御用屋敷(読み)ごようやしき

日本歴史地名大系 「御用屋敷」の解説

御用屋敷
ごようやしき

[現在地名]富山市磯部町いそべちよう一―四丁目・鹿島町かしまちよう一―二丁目・安野屋町やすのやちよう一―三丁目など

富山城下の西はずれ、神通川および磯部村・安野屋村に接した一帯をいい、町地とは別立ての富山藩の用地とされた。一角には元禄(一六八八―一七〇四)の頃二代藩主前田正甫が一大庭園を築き、富士山・琵琶湖等を模した築山築池を配し、磯部御庭と称した。

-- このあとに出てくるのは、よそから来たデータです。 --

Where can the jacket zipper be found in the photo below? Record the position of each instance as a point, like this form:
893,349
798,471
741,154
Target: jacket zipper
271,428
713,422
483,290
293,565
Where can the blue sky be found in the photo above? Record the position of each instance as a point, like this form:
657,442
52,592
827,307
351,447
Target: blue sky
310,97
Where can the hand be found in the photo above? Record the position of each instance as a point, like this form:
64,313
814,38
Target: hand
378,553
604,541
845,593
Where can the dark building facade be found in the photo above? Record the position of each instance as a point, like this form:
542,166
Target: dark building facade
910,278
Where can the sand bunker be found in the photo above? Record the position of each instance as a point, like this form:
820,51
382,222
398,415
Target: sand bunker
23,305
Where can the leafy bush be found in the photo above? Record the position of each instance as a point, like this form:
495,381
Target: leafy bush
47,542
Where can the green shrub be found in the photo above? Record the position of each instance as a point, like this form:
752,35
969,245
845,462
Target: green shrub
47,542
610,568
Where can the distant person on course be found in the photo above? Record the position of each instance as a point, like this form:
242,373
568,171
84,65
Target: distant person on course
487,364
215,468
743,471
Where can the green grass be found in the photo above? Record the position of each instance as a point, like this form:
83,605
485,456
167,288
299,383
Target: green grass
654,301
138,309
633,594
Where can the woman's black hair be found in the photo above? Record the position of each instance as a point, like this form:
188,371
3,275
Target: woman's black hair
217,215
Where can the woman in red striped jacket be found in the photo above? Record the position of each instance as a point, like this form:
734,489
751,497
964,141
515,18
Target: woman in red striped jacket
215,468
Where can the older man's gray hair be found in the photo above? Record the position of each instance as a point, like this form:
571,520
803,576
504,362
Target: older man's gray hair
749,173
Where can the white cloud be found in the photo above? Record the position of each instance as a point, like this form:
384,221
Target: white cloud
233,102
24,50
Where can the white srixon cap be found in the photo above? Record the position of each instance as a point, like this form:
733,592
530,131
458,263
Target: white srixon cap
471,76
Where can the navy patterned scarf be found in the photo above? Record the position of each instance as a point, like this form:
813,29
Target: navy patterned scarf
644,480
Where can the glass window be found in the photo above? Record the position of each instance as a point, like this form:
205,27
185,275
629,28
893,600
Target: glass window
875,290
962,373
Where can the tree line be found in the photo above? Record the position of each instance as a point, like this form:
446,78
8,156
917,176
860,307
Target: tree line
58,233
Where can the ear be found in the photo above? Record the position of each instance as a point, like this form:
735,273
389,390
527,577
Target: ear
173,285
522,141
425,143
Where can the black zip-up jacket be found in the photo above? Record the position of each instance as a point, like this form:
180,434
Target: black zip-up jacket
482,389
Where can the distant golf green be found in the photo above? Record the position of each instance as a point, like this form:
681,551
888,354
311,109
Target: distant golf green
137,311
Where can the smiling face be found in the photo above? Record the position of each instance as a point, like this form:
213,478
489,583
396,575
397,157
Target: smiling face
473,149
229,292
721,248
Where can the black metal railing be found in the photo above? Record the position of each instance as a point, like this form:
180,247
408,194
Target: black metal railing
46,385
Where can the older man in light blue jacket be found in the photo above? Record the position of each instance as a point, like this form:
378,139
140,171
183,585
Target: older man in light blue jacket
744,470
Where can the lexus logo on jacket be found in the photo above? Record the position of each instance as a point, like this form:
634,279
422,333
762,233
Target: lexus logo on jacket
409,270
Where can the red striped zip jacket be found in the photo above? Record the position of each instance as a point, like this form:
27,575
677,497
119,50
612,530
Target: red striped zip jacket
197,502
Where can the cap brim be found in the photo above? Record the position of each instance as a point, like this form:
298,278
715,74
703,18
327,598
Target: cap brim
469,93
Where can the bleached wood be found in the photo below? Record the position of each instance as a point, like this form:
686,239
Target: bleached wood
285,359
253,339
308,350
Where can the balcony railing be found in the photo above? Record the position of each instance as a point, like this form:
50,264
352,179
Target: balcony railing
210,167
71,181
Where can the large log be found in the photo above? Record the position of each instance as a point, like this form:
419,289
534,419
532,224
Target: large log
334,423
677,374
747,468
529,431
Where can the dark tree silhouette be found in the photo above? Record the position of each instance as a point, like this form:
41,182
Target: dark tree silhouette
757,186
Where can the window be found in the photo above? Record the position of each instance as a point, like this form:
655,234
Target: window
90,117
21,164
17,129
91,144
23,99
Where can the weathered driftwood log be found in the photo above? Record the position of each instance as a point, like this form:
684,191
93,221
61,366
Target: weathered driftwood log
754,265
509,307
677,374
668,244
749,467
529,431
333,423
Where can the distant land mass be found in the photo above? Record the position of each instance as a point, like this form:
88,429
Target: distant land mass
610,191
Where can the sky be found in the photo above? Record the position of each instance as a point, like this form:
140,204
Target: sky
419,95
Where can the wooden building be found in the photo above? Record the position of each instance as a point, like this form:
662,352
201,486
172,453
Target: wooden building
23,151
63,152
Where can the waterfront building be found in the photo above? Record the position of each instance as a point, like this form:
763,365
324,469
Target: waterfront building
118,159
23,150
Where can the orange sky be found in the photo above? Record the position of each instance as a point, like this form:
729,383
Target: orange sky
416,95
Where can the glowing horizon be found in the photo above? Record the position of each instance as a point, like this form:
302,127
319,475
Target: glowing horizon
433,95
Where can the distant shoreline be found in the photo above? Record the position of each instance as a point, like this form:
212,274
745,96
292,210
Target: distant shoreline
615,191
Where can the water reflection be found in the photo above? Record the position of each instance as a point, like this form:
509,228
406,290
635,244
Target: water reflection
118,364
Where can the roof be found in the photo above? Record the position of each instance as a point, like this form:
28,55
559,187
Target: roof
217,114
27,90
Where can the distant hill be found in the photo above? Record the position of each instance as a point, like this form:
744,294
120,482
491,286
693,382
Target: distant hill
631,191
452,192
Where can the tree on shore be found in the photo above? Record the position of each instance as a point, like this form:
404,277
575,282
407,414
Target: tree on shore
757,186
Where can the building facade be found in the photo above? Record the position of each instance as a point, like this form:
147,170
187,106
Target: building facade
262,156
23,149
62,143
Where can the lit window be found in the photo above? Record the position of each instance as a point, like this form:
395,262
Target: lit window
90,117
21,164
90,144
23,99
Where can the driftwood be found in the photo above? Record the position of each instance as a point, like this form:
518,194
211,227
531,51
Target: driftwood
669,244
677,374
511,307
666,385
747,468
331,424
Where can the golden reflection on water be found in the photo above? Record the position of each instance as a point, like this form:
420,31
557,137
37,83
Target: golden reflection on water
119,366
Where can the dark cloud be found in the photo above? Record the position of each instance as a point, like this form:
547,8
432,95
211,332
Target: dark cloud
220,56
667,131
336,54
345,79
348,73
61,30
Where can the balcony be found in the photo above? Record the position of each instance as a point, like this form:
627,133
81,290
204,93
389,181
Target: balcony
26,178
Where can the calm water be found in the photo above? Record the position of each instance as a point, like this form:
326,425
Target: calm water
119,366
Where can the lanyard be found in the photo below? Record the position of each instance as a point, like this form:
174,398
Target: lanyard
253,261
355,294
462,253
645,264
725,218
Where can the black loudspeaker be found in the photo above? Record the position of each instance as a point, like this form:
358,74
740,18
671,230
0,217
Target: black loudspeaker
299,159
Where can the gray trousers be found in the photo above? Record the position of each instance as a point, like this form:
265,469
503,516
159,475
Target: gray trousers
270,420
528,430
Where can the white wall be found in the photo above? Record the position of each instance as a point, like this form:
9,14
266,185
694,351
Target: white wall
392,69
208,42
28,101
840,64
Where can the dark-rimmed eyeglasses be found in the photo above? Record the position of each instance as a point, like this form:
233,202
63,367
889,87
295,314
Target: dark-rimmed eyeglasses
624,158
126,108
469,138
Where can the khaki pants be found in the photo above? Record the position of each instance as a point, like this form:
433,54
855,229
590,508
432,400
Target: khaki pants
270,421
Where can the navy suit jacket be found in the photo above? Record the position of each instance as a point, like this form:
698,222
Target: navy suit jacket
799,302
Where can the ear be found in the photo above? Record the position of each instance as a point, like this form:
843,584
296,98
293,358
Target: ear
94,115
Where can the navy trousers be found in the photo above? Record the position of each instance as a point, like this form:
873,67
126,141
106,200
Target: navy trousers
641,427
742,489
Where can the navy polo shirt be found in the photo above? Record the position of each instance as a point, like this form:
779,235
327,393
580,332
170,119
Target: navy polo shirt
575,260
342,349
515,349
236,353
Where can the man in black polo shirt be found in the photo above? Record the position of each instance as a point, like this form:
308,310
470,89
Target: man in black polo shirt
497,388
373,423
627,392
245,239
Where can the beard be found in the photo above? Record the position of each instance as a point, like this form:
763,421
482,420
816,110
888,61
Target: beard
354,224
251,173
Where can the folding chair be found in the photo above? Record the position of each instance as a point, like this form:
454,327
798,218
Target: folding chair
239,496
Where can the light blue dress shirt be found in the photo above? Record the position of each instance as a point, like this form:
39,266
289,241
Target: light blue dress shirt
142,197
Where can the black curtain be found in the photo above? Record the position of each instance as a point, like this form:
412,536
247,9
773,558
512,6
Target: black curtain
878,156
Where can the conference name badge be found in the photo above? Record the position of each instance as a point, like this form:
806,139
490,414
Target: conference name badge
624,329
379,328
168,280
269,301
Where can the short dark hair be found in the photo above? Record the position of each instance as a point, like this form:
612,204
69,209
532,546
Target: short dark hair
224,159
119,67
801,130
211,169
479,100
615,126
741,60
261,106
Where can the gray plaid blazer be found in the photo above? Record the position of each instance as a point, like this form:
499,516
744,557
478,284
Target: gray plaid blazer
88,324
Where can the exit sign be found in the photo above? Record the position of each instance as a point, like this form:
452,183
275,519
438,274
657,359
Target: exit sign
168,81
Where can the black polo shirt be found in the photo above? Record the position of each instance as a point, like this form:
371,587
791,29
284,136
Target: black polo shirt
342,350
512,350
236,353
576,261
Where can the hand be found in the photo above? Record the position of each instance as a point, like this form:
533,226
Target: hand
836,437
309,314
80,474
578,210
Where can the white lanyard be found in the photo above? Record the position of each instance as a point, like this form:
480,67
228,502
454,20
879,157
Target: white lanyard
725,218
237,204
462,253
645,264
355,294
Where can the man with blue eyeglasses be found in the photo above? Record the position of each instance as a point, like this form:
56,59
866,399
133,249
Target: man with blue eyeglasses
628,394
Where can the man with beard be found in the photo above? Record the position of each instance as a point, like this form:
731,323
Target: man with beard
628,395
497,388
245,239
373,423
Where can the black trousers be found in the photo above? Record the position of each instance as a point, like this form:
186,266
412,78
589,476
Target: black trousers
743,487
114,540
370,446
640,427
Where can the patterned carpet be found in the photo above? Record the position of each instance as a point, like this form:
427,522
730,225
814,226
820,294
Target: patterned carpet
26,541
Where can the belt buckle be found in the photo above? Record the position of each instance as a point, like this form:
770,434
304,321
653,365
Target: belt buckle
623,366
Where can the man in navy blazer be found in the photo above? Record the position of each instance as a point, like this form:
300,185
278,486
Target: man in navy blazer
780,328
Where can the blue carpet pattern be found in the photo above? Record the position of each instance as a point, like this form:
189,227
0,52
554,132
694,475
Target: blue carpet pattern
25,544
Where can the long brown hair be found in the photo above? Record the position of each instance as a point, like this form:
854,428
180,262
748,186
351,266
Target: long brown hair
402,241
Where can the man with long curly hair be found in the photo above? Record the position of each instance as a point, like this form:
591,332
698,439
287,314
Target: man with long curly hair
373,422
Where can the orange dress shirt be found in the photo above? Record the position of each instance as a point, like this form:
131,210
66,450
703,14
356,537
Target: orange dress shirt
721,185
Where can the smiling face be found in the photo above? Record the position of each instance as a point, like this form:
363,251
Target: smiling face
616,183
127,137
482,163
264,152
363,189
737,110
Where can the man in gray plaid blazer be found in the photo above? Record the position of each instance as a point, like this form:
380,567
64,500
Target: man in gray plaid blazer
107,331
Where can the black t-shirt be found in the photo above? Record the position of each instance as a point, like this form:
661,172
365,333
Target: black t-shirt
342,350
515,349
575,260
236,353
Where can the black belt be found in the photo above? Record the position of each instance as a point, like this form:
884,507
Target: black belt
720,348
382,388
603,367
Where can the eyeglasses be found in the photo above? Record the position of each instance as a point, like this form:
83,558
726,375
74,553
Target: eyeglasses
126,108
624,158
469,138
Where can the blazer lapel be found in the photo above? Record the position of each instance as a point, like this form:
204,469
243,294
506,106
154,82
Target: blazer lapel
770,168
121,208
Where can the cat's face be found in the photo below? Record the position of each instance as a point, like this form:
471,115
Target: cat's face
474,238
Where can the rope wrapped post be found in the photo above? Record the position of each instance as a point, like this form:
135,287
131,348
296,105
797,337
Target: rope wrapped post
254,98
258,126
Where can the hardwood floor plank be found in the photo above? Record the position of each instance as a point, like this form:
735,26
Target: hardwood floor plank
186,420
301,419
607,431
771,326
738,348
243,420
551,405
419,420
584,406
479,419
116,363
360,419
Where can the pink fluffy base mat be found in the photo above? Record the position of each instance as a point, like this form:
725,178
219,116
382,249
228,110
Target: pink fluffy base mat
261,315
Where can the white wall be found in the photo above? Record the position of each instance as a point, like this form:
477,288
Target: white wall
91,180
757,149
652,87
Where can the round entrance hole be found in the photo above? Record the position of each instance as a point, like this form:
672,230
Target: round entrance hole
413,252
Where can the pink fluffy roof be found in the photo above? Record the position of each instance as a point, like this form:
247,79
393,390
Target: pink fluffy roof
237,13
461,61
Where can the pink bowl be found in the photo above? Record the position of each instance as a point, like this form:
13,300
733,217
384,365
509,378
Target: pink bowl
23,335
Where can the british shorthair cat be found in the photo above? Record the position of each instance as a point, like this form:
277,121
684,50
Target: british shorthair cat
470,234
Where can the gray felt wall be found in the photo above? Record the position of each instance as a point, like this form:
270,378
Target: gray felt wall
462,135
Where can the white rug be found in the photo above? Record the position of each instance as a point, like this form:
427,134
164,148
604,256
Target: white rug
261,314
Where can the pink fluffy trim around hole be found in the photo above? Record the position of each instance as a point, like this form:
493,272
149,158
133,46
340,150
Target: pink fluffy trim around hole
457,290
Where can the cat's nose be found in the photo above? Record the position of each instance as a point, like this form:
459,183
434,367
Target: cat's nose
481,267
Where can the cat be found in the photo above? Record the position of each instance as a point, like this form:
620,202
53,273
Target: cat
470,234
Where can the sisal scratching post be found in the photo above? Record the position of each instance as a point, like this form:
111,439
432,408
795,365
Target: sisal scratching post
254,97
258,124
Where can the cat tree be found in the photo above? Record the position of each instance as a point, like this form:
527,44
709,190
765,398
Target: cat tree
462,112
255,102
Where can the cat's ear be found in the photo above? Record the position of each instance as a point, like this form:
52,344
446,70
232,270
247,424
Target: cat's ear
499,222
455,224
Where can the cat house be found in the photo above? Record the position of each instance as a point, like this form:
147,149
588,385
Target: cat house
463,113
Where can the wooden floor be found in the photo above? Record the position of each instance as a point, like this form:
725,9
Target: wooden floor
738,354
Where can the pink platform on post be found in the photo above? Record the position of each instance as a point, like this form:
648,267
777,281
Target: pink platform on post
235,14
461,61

築山の磯部富士は人口に膾炙し、正徳四年(一七一四)加賀藩士今枝直方の越年使役日記(加越能文庫)にも「磯辺ノ不二ノ写山ハ今ニ残テ見ユ」と記され、文政四年(一八二一)京都の国学者富士谷御杖の越中来訪歌文中にも言及されている(富士谷御杖大人歌文)。磯部富士は荒廃しながらも近代まで残存し、明治年代の富山市地図にも富士山形で描かれていたが、昭和三二年(一九五七)撤去された。